Faster builds with highly parallel GitHub Actions
It’s a near-universal truth of continuous integration builds: no matter how fast they are, they’re just never quite fast enough.
On the Testcontainers project, we feel this pain particularly acutely. Testcontainers is an integration testing tool, so to test it accurately we have to have a wide set of integration tests. Each integration test can involve pulling Docker images, starting up servers and waiting for them to be ready. To make things even more difficult, we support a fairly eye-watering range of integrations. For example, just for our database support we have to test against 14 different databases, ranging from lean to … pretty heavyweight.
This all adds up to a very long build!
As a humble open source project without commercial backing, we’re also keen to keep costs down. This means we rely on the generosity of cloud CI providers’ free plans, which are often resource constrained.
Build optimisations in the past #
In total, we currently have 51 Gradle subprojects within our build. A couple of core components are depended upon by a range of modules, each of which is a Testcontainers implementation for a particular product.
Long ago, we managed to eliminate some of the build time using the myniva/gradle-s3-build-cache
remote Gradle cache plugin. Every build on our master
branch populates a globally-readable Gradle cache, so that CI jobs and developers working locally do not need to rebuild, or retest, unchanged modules. This improved our best-case build performance — if most of the 5 jobs did not involve changes, they would be fairly short. But a change to the core
module (that all others depend upon) would cause all 5 jobs to run a full rebuild of their modules.
At another point in the past we had manually defined 5 separate jobs on our primary CircleCI build: core
, examples
, selenium
module, jdbc
modules, and a no-jdbc-no-selenium
module — basically everything else.
These jobs might have been reasonably balanced back then, but over time as we’ve added user-contributed modules some build jobs have grown. For example, the no-jdbc-no-selenium
job was a whopping 27 minutes if a full build was required.

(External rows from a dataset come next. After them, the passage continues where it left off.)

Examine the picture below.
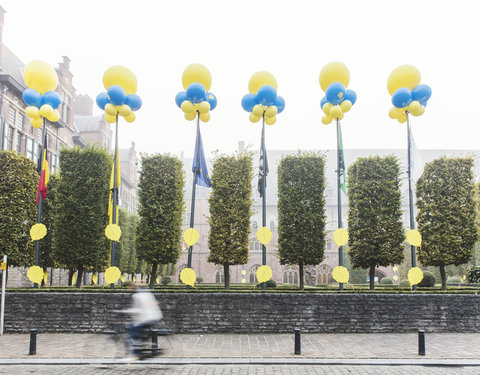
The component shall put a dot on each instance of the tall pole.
(410, 193)
(339, 198)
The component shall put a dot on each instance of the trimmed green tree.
(160, 210)
(375, 227)
(230, 211)
(301, 210)
(446, 213)
(18, 211)
(81, 209)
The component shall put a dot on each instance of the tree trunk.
(226, 273)
(153, 275)
(372, 277)
(300, 275)
(443, 277)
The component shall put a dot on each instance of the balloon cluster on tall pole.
(43, 101)
(409, 96)
(263, 103)
(338, 100)
(196, 102)
(120, 99)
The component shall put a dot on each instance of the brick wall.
(256, 312)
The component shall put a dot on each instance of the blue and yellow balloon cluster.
(262, 100)
(120, 98)
(408, 95)
(41, 97)
(196, 80)
(334, 79)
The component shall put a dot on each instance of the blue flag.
(199, 167)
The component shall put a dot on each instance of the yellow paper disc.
(264, 235)
(414, 237)
(191, 236)
(340, 274)
(188, 276)
(264, 273)
(35, 274)
(38, 231)
(415, 275)
(112, 274)
(340, 236)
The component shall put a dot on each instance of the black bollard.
(421, 342)
(298, 349)
(33, 342)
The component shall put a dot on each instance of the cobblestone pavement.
(237, 370)
(365, 346)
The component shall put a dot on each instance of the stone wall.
(255, 312)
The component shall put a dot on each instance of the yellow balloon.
(334, 72)
(197, 73)
(204, 107)
(340, 236)
(346, 105)
(254, 118)
(264, 273)
(40, 76)
(264, 235)
(260, 79)
(204, 117)
(32, 112)
(38, 231)
(271, 111)
(191, 236)
(403, 76)
(35, 274)
(270, 120)
(340, 274)
(112, 274)
(113, 232)
(121, 76)
(188, 276)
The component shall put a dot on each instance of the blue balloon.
(212, 99)
(117, 95)
(134, 102)
(422, 93)
(280, 104)
(32, 97)
(249, 101)
(53, 98)
(196, 92)
(402, 97)
(266, 95)
(335, 93)
(180, 98)
(351, 95)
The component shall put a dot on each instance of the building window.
(290, 275)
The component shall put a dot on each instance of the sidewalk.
(270, 348)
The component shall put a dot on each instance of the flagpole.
(410, 192)
(339, 198)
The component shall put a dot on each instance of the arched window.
(290, 275)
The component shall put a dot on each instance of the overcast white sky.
(291, 39)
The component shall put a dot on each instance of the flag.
(341, 161)
(43, 171)
(112, 188)
(199, 167)
(263, 158)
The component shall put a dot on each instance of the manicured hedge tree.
(18, 211)
(446, 213)
(161, 207)
(81, 209)
(375, 226)
(301, 210)
(230, 211)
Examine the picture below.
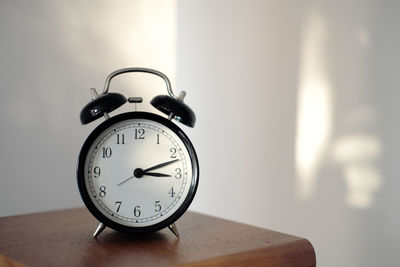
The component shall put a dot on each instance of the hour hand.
(156, 174)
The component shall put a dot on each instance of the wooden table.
(64, 238)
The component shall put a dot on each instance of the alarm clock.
(137, 171)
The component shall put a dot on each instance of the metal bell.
(102, 104)
(175, 108)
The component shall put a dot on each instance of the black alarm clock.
(137, 171)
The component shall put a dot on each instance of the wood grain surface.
(64, 238)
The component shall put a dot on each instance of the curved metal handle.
(145, 70)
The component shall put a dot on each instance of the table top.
(64, 238)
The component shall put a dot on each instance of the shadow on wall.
(352, 145)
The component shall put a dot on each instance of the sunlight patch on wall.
(314, 108)
(358, 154)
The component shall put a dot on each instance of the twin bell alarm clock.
(137, 171)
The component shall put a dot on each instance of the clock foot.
(174, 229)
(99, 229)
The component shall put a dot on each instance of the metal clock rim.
(81, 173)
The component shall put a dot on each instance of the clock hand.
(126, 180)
(156, 174)
(160, 165)
(138, 173)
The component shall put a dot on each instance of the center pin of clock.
(138, 173)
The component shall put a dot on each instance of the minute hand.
(160, 165)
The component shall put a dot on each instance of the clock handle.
(145, 70)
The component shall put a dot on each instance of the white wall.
(297, 105)
(51, 53)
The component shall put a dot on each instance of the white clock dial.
(138, 172)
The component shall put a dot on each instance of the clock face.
(137, 172)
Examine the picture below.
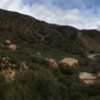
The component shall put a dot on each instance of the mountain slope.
(51, 37)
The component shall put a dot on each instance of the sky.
(82, 14)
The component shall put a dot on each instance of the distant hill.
(41, 35)
(41, 61)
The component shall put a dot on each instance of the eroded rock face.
(13, 46)
(10, 68)
(52, 63)
(71, 62)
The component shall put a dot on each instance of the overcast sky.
(82, 14)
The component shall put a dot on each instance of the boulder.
(8, 41)
(71, 62)
(13, 46)
(88, 78)
(52, 63)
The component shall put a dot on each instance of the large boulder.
(13, 46)
(88, 78)
(52, 63)
(71, 62)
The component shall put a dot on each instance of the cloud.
(47, 10)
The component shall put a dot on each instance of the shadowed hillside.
(64, 38)
(41, 61)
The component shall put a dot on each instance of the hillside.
(63, 38)
(32, 65)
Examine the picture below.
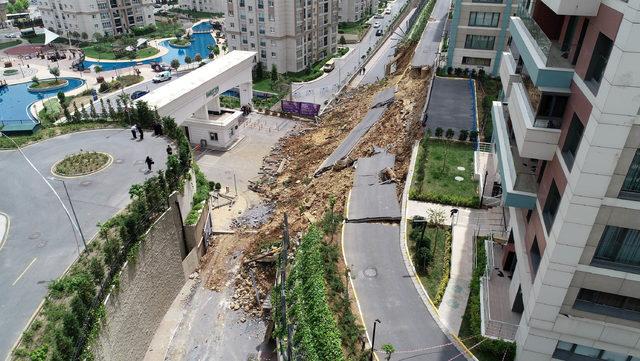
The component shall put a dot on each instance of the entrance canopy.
(192, 92)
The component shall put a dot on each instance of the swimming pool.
(199, 45)
(15, 101)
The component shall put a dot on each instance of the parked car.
(329, 66)
(164, 76)
(138, 94)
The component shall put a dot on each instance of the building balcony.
(543, 59)
(508, 72)
(535, 138)
(574, 7)
(517, 175)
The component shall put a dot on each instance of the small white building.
(193, 100)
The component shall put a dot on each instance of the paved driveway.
(41, 245)
(451, 105)
(386, 292)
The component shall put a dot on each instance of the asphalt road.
(324, 88)
(41, 243)
(429, 44)
(386, 292)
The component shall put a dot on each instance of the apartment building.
(355, 10)
(291, 34)
(566, 141)
(478, 34)
(211, 6)
(81, 19)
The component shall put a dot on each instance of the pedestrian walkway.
(466, 224)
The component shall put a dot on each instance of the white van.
(329, 66)
(164, 76)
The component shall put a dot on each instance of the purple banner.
(300, 108)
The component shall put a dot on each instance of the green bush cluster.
(489, 349)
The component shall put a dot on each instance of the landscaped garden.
(430, 249)
(444, 172)
(82, 163)
(470, 330)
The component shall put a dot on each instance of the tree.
(389, 350)
(175, 64)
(55, 71)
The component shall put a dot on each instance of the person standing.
(149, 162)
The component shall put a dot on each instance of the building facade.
(82, 19)
(211, 6)
(355, 10)
(478, 34)
(566, 138)
(290, 34)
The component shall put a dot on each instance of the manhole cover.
(371, 272)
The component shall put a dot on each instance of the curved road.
(41, 243)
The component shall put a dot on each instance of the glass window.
(631, 185)
(551, 206)
(483, 42)
(619, 246)
(484, 19)
(572, 141)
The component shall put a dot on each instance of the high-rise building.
(478, 34)
(566, 138)
(355, 10)
(211, 6)
(290, 34)
(81, 19)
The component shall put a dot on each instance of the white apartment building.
(567, 137)
(81, 19)
(211, 6)
(355, 10)
(292, 34)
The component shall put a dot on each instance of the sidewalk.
(465, 224)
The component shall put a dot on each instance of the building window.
(598, 64)
(484, 19)
(572, 141)
(469, 60)
(482, 42)
(535, 256)
(551, 206)
(571, 351)
(609, 304)
(619, 248)
(631, 185)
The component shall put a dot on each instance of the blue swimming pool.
(15, 101)
(199, 45)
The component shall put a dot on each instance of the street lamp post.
(373, 339)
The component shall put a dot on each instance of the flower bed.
(82, 163)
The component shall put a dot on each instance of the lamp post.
(373, 339)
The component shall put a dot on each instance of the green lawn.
(100, 52)
(470, 333)
(436, 170)
(9, 44)
(435, 275)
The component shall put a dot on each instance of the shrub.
(462, 136)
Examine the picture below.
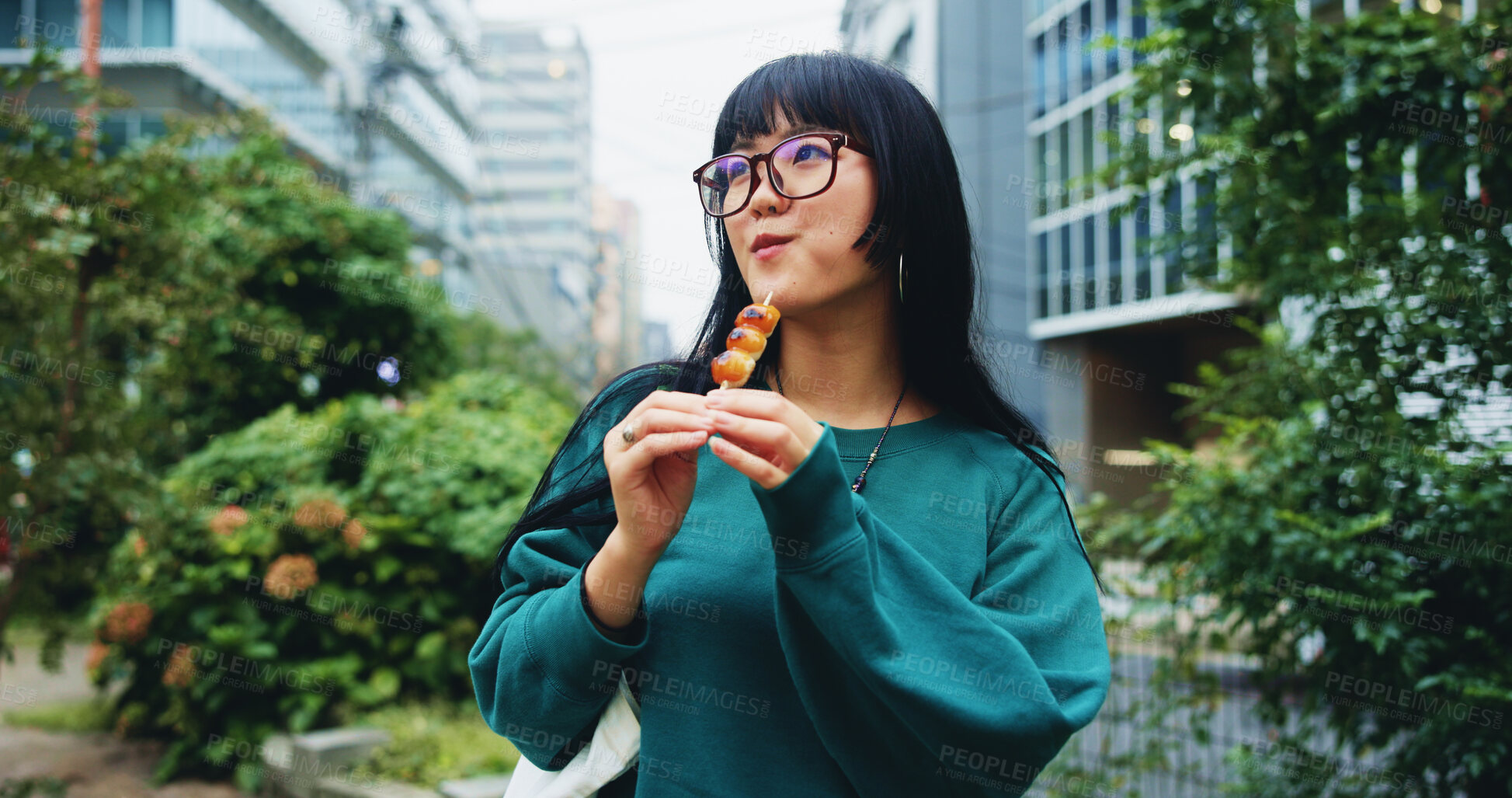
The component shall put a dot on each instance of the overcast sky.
(661, 70)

We obviously needed to re-balance our parallel build jobs — that is, do a better job of bin-packing our Gradle subprojects into a set of parallel jobs. We could do that manually, right? Well, it might work at first, but it seems inevitable that we’d end up in a similar situation one day as we add new modules or test durations evolve. We quickly realised that we could do better.
Leave the bin-packing to a queue #
What if we essentially adopted queue-based load leveling: split our build into far more than five jobs, and let the CI executors compete to pick up new jobs as soon as there’s capacity? Our bin-packing problem would be solved automatically, without up-front design.
If we were to create a distinct build job for each Gradle subproject, we could achieve the tightest bin-packing:
Iterative implementation #
We chose to try this pattern as part of our work to migrate our main CI jobs to GitHub Actions.
An initial (hacky!) bash script proved the concept. The script generated a massive workflow YAML file with a job
that would run the check
task in each Gradle subproject. In theory, this bash script could be run periodically, whenever a new subproject is added to our build. But we could do better than that!
We quickly iterated on this, exploiting an extremely powerful feature of GitHub Actions workflows: dynamic build matrices. Simply put, this allows one job in a workflow to programatically generate a matrix of parameters to be run in a subsequent job. The GitHub Actions documentation gives an example.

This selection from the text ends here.